There is a comprehensive discussion of the thorny problem of exactly what Achaemenid clothing Alexander adopted and what it might have looked like, including (337) the meaning of mesoleukos, which P. takes (337, on 45.2) as a white stripe down the middle of a purple garment, ‘so not quite “purple shot through with white’’’ as in LSJ (and the new Cambridge Greek Lexicon). On obeisance, P. brings out all the nuance needed in weighing up what the authors of the ancient accounts, Plutarch included, might have thought was going on, what ‘Alexander himself intended or hoped for,’ and what light is shed by the counterpart of Caesar’s Lupercalia, ‘a similar hinge in the great man’s fortunes in the parallel Life’ (382 on Caes. 61.1-7).

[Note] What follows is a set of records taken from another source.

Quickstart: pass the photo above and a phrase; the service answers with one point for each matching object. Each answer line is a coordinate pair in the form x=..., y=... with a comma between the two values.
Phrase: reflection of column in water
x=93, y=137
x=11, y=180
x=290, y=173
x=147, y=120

The commentary ends with a fascinating discussion of whether the abrupt and ‘disappointing’ ending of the Life as we have it is as Plutarch intended. P. discusses modern theories and does not rule out that something has been lost. He gives (503) a translation of a passage in Zonaras, the twelfth-century Byzantine writer, a flashback to Alexander’s final days, but ‘hesitated to print the passage with the text’.
P.’s book is a tremendous achievement of deep scholarship. Serious students of Alexander will find themselves constantly referring to it. In repeatedly bringing out the possibilities open to Plutarch as he made his compositional choices, P. leaves this reader more aware than ever that the study of Alexander scarcely counts as historiography in the modern sense. It is literary history in all its baffling, and often insoluble, complexity.